TORONTO -- A Canadian researcher who has spent more than three decades investigating how to prevent and treat cardiovascular disease among populations around the world is among the winners of the 2014 Canada Gairdner Awards for significant medical research.

Dr. Salim Yusuf, director of the Population Health Research Institute at McMaster University, will receive the Canada Gairdner Wightman Award for leadership in global clinical trials and population studies that have shaped prevention and treatment of cardiovascular disease.

Yusuf's epidemiological work in about 85 countries has shown that most heart attacks result from similar risk factors, no matter where a person lives. One of the many studies he has led, the HOPE trial, showed that the ACE-inhibitor drug ramipril saved lives by preventing heart attacks and strokes among patients with stable heart disease.

"I was obviously very pleased," he said of the honour, noting that it's unusual for clinical and population research to be recognized with major awards, despite the direct impact such work has on human health.

Selection committees "usually give them to people who make discoveries of a molecule or an enzyme or genetics," Yusuf said in an interview from Hamilton.

"So in a sense it's a recognition that improving human health is just as important as the elegance of a discovery ... I'm pleased because it may be part of a cultural shift in recognizing what is valued in research."

Yusuf, who came to McMaster in 1992 after working at the U.S. National Institutes of Health and Oxford University in England, said the Gairdner may be in his name, but it really pays tribute to the entire international team that has conducted the research.

Recipients of the awards, which were created in 1959, each receive $100,000. Gairdners have been dubbed the "baby Nobels" because more than 80 recipients have gone on to win the world's most coveted scientific prize.

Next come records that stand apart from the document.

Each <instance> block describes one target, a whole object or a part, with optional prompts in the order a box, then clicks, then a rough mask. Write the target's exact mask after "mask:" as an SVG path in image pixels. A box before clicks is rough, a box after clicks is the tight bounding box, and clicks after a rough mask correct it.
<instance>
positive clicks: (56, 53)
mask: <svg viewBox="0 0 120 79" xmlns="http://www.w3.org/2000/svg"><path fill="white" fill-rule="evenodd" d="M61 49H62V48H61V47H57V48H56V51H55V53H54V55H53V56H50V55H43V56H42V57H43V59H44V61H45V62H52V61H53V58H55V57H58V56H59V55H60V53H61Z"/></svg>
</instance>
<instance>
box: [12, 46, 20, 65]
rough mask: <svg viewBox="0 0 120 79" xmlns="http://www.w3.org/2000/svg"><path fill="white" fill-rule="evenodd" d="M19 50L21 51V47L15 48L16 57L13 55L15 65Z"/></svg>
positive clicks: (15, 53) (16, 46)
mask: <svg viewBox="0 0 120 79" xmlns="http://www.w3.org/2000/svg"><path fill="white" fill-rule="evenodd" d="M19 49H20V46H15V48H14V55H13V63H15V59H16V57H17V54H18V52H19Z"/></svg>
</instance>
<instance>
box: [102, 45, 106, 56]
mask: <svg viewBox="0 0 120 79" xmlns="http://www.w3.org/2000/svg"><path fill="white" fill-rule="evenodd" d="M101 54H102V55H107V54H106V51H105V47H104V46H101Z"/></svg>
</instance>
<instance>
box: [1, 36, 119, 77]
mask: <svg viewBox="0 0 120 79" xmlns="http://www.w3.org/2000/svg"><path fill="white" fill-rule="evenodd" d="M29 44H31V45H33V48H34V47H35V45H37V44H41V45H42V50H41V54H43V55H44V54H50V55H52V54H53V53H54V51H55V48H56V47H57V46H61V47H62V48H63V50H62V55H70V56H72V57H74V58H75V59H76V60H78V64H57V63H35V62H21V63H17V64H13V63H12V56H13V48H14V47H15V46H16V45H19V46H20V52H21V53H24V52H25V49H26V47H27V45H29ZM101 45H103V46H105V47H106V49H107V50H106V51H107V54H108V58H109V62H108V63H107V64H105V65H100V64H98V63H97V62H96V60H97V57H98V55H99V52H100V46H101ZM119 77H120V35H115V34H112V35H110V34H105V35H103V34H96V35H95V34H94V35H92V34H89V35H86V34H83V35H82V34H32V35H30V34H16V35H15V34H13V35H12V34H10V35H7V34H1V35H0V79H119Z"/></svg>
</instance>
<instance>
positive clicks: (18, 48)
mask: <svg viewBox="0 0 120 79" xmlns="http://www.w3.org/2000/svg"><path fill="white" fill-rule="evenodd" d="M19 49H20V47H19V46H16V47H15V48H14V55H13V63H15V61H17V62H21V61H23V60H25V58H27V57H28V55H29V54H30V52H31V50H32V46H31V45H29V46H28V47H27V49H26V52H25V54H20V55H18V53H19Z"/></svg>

"The Canada Gairdner Awards distinguish Canada as a leader in biomedical research, raising the profile of science both nationally and on the world stage," said Dr. John Dirks, president and scientific director of the Gairdner Foundation. "This year's winners are an exceptional example of highly effective outcomes from translational research."

The winners of five other Gairdners also were announced Wednesday.

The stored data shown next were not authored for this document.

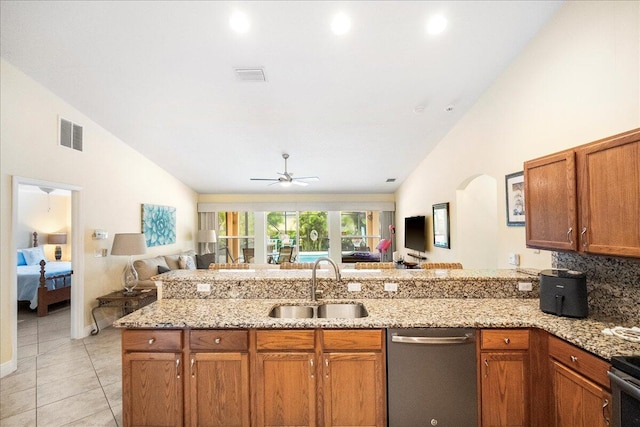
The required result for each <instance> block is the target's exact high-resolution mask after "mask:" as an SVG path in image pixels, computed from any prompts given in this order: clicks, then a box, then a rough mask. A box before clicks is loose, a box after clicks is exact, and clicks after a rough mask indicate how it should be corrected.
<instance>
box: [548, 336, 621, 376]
mask: <svg viewBox="0 0 640 427" xmlns="http://www.w3.org/2000/svg"><path fill="white" fill-rule="evenodd" d="M549 355H550V356H551V357H552V358H554V359H556V360H557V361H558V362H560V363H562V364H563V365H565V366H567V367H569V368H571V369H573V370H574V371H576V372H578V373H580V374H581V375H583V376H585V377H587V378H588V379H590V380H591V381H594V382H596V383H598V384H600V385H601V386H603V387H605V388H607V389H610V388H611V385H610V382H609V377H608V376H607V372H608V371H609V368H610V367H611V365H610V364H609V363H608V362H606V361H604V360H602V359H600V358H599V357H597V356H594V355H593V354H591V353H589V352H588V351H585V350H582V349H580V348H578V347H576V346H574V345H573V344H570V343H568V342H566V341H563V340H561V339H560V338H557V337H554V336H551V335H550V336H549Z"/></svg>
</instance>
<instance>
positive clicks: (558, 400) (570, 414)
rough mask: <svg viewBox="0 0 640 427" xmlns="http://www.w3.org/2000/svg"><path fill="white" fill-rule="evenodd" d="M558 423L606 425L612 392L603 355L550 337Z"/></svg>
mask: <svg viewBox="0 0 640 427" xmlns="http://www.w3.org/2000/svg"><path fill="white" fill-rule="evenodd" d="M549 356H550V362H549V363H550V370H551V378H552V383H553V387H552V390H553V399H552V400H553V422H554V424H553V425H554V426H555V427H606V426H609V425H610V420H611V393H610V383H609V379H608V377H607V371H608V370H609V368H610V365H609V364H608V363H607V362H605V361H604V360H602V359H599V358H598V357H596V356H594V355H592V354H589V353H588V352H586V351H584V350H581V349H579V348H577V347H575V346H573V345H572V344H569V343H567V342H565V341H562V340H561V339H558V338H556V337H553V336H550V337H549Z"/></svg>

The Canada Gairdner International Awards, which recognize individuals from various fields for seminal discoveries or contributions to medical science, go to:

  • James P. Allison of the MD Anderson Cancer Center at the University of Texas in Houston for his development of an antibody that frees "blocked" immune cells so they can attack cancer cells. His discovery resulted in a drug to treat metastatic melanoma, which has also shown promise against prostate, kidney, lung and ovarian cancers.
     
  • Titia de Lange, Rockefeller University in New York, for her discovery of the mechanisms by which telomeres -- the ends of chromosomes -- are protected from deleterious DNA repair, which can lead to diseases such as cancer.
     
  • Marc Feldmann and Ravinder Nath Maini, University of Oxford, for their discovery of a drug that protects against a molecule that drives inflammation and joint damage. The genetically engineered agent can reduce pain and improve mobility, without increasing the risk of heart attacks and strokes.
     
  • Dr. Harold Fisher Dvorak, Harvard Medical School in Boston, and Dr. Napoleone Ferrara of the UC San Diego Moores Cancer Center in La Jolla, Calif., for the discovery of a key mediator of blood vessel formation, leading to the development of a therapy for cancer and wet macular degeneration.

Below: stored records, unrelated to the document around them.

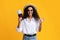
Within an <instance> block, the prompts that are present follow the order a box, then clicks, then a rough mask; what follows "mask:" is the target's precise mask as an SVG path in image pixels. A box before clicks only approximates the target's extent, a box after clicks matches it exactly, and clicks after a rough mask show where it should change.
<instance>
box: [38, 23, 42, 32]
mask: <svg viewBox="0 0 60 40" xmlns="http://www.w3.org/2000/svg"><path fill="white" fill-rule="evenodd" d="M41 28H42V22H40V25H39V29H38V30H39V32H40V31H41Z"/></svg>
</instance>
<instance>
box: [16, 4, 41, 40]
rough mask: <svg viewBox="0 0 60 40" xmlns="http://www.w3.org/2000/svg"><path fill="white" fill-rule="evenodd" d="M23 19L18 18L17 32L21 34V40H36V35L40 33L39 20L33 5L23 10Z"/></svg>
mask: <svg viewBox="0 0 60 40" xmlns="http://www.w3.org/2000/svg"><path fill="white" fill-rule="evenodd" d="M22 18H23V19H21V18H19V23H18V26H17V31H19V32H23V34H24V36H23V40H37V39H36V34H37V32H38V31H41V23H42V22H41V20H40V17H39V15H38V13H37V10H36V9H35V7H34V6H33V5H28V6H26V7H25V8H24V13H23V17H22Z"/></svg>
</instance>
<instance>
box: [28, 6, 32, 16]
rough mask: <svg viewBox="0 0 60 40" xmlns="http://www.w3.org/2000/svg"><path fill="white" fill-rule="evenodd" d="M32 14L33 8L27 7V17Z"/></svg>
mask: <svg viewBox="0 0 60 40" xmlns="http://www.w3.org/2000/svg"><path fill="white" fill-rule="evenodd" d="M32 14H33V8H32V7H29V8H28V15H29V17H32Z"/></svg>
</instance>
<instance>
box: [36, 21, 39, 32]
mask: <svg viewBox="0 0 60 40" xmlns="http://www.w3.org/2000/svg"><path fill="white" fill-rule="evenodd" d="M39 27H40V20H38V21H37V28H36V29H37V31H38V30H39Z"/></svg>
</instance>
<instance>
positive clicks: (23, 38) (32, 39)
mask: <svg viewBox="0 0 60 40" xmlns="http://www.w3.org/2000/svg"><path fill="white" fill-rule="evenodd" d="M23 40H36V36H32V37H28V36H24V37H23Z"/></svg>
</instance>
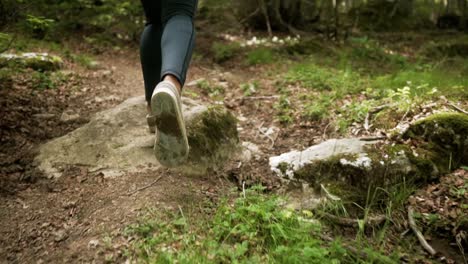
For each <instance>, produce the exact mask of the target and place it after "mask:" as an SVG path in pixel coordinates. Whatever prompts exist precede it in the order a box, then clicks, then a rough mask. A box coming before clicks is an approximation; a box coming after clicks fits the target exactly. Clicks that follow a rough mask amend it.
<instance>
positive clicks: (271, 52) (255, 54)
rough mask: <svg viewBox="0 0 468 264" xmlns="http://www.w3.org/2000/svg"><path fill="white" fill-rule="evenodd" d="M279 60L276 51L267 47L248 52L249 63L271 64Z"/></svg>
mask: <svg viewBox="0 0 468 264" xmlns="http://www.w3.org/2000/svg"><path fill="white" fill-rule="evenodd" d="M275 61H277V55H276V54H275V52H274V51H273V50H272V49H270V48H266V47H259V48H255V49H253V50H251V51H249V52H248V53H247V58H246V63H247V65H257V64H269V63H273V62H275Z"/></svg>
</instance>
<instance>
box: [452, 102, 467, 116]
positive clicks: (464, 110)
mask: <svg viewBox="0 0 468 264" xmlns="http://www.w3.org/2000/svg"><path fill="white" fill-rule="evenodd" d="M448 105H449V106H451V107H452V108H453V109H455V110H457V111H458V112H460V113H463V114H465V115H468V111H466V110H463V109H462V108H460V107H458V106H456V105H455V104H453V103H448Z"/></svg>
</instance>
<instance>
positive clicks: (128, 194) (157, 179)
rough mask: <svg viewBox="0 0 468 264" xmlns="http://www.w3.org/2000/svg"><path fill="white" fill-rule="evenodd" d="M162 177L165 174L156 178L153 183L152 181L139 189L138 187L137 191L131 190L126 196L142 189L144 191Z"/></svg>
mask: <svg viewBox="0 0 468 264" xmlns="http://www.w3.org/2000/svg"><path fill="white" fill-rule="evenodd" d="M162 177H163V175H161V176H159V177H158V178H156V180H154V181H153V182H152V183H150V184H148V185H145V186H143V187H141V188H138V189H136V190H135V191H133V192H129V193H127V194H125V195H126V196H132V195H134V194H135V193H137V192H141V191H143V190H146V189H148V188H149V187H152V186H154V185H155V184H156V183H157V182H158V181H159V180H160V179H161V178H162Z"/></svg>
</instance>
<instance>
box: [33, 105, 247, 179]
mask: <svg viewBox="0 0 468 264" xmlns="http://www.w3.org/2000/svg"><path fill="white" fill-rule="evenodd" d="M182 102H183V110H184V117H185V121H186V125H187V131H188V138H189V144H190V147H191V149H190V154H189V158H188V161H187V164H186V165H185V166H183V167H182V169H183V170H184V171H185V172H190V173H203V172H204V171H206V169H208V168H212V167H216V166H221V165H222V164H223V162H224V161H225V160H226V159H228V158H229V157H230V156H231V155H232V154H233V153H235V152H236V150H237V143H238V137H237V128H236V119H235V118H234V117H233V116H232V115H231V114H230V113H229V112H228V111H227V110H225V108H224V107H222V106H210V107H206V106H204V105H202V104H201V103H199V102H197V101H194V100H191V99H188V98H183V100H182ZM145 115H146V102H145V100H144V97H143V96H141V97H135V98H131V99H128V100H127V101H125V102H123V103H122V104H120V105H118V106H116V107H115V108H112V109H109V110H106V111H103V112H100V113H97V114H96V115H95V117H94V118H92V120H91V121H90V122H89V123H88V124H86V125H84V126H83V127H81V128H78V129H76V130H75V131H73V132H71V133H69V134H67V135H65V136H63V137H60V138H57V139H54V140H52V141H50V142H48V143H46V144H44V145H43V146H41V147H40V149H39V155H38V156H37V157H36V160H35V161H36V162H37V164H38V167H39V168H40V169H41V170H42V171H44V172H45V173H46V174H47V175H48V176H49V177H59V176H61V174H62V173H61V172H62V171H63V169H64V168H66V167H67V166H70V165H71V166H75V165H77V166H85V167H87V168H88V170H89V171H91V172H97V171H99V172H102V173H103V174H104V175H105V176H106V177H112V176H120V175H123V174H125V173H127V172H137V171H142V170H146V169H154V168H158V167H159V166H160V165H159V164H158V162H157V160H156V158H155V156H154V153H153V144H154V138H155V137H154V135H152V134H150V133H149V132H148V127H147V124H146V119H145Z"/></svg>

The Canada Gairdner Global Health Award, which recognizes a scientific advancement that has had a significant impact on health in the developing world, goes to Satoshi Omura, professor emeritus at Kitasato University in Tokyo.

Omura led a team in the 1970s that discovered the micro-organism Streptomyces avermitilis, which was developed by Merck into the drug ivermectin to treat many parasitic diseases, including river blindness and elephantiasis. Ivermectin is also the drug of choice for treating scabies and head lice, and research is looking at its effectiveness against other tropical diseases.

The awards will be presented at a dinner in Toronto on Oct. 30 as part of the Gairdner National Program, a two-week lecture series given by Gairdner winners at 24 universities from St. John's to Vancouver. The program makes "the superstars of science" accessible to students across the country, with the goal of inspiring the next generation of researchers.